A woman who was punched repeatedly by a California Highway Patrol (CHP) officer in an incident caught on film earlier this year will receive $1.5M as part of a settlement reached Wednesday. 

CHP Commissioner Joe Farrow announced the settlement in an emailed statement and an attorney for 51-year-old Marlene Pinnock confirmed the deal to the Associated Press. The agreement was reached after nine hours of mediation in Los Angeles. 

As part of the agreement, the officer who struck Pinnock, Daniel Andrew, will resign.  Andrew, who joined the CHP in 2012 and had been on paid administrative leave, could still be charged criminally in the case. The CHP forwarded the results of its investigation of the incident to Los Angeles County prosecutors last month, saying he could face serious charges but none have been filed yet. 

"When this incident occurred, I promised that I would look into it and vowed a swift resolution," Farrow's statement said. "Today, we have worked constructively to reach a settlement agreement that is satisfactory to all parties involved."

Pinnock's attorney, Caree Harper, says they wanted to make sure the woman could have financial stability for the rest of her life and wanted to make sure that Andrew would not be an officer any longer.

 The July 1 video of Andrew punching Pinnock was captured by a passing driver and spread widely on the internet and television.

According to a search warrant made public in court documents last month, Andrew had just pulled Pinnock from oncoming traffic and she resisted by pushing him after multiple drivers called 911 to report her walking barefoot along the side of the freeway.

Andrew then straddled her on the ground as Pinnock resisted by "kicking her legs, grabbing the officer's uniform and twisting her body," the warrant said.
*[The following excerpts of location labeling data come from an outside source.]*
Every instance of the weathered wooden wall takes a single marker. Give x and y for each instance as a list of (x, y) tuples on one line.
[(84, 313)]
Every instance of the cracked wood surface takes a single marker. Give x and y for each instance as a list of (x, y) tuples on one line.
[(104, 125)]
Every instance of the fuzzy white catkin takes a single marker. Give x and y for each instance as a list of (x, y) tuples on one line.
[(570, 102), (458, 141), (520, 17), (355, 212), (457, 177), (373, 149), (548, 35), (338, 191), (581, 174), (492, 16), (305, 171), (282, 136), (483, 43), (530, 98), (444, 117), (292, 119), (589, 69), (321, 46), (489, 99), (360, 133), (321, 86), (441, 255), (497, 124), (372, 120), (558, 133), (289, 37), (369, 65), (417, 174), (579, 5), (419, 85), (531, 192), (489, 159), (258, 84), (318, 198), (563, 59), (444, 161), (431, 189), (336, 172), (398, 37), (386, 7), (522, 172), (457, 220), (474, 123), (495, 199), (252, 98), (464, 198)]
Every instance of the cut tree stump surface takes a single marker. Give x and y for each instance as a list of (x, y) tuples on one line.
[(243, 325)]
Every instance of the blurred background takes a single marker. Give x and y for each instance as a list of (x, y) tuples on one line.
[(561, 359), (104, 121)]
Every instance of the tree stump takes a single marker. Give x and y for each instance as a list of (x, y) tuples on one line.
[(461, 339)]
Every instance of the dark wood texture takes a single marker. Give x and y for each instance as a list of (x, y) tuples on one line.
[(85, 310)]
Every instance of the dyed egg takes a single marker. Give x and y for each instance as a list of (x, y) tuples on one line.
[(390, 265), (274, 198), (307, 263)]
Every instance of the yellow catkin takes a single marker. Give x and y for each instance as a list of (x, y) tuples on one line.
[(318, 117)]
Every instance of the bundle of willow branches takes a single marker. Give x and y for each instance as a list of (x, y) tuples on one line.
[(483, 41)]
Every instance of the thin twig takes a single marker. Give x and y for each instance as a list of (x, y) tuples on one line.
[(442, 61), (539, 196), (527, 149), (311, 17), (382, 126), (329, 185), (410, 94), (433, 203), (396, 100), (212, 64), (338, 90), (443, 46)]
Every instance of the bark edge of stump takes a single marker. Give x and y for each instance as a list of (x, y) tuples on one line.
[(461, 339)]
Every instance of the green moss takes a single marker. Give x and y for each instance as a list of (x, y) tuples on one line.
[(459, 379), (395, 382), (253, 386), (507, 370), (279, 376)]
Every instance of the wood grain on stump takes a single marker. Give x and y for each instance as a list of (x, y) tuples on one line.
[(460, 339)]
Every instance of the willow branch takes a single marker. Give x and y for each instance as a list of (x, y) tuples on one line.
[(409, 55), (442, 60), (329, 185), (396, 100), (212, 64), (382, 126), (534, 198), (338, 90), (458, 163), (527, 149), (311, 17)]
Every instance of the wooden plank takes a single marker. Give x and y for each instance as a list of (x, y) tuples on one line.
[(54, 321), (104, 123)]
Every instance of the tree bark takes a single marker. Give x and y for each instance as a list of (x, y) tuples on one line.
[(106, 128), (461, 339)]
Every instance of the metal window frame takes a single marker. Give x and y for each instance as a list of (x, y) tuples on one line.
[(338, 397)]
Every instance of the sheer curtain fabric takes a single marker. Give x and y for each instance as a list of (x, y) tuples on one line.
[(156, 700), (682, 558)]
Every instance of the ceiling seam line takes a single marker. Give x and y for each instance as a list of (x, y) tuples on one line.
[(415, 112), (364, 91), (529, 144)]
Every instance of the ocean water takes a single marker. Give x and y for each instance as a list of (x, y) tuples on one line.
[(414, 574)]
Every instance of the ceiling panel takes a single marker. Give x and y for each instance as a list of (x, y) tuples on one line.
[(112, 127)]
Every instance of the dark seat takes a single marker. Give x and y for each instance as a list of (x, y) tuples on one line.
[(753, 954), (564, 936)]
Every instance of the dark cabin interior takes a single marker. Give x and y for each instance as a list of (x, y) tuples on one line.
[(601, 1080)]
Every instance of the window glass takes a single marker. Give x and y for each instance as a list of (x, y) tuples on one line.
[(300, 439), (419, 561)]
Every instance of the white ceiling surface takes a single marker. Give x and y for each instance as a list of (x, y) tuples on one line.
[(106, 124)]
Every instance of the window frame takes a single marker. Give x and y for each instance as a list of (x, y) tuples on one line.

Andrew "struck her in the upper torso and head several times with a closed right fist," the records say.

The warrant said Pinnock suffered no signs of physical injury and refused medical treatment. She was placed on a psychiatric hold for two weeks.

Pinnock has been diagnosed with bipolar disorder and had been off her medication for two to three months before the altercation.

In an interview with the AP last month, Pinnock said she believed the officer was trying to kill her.

"He grabbed me, he threw me down, he started beating me," she said. "I felt like he was trying to kill me, beat me to death."

The Associated Press contributed to this report.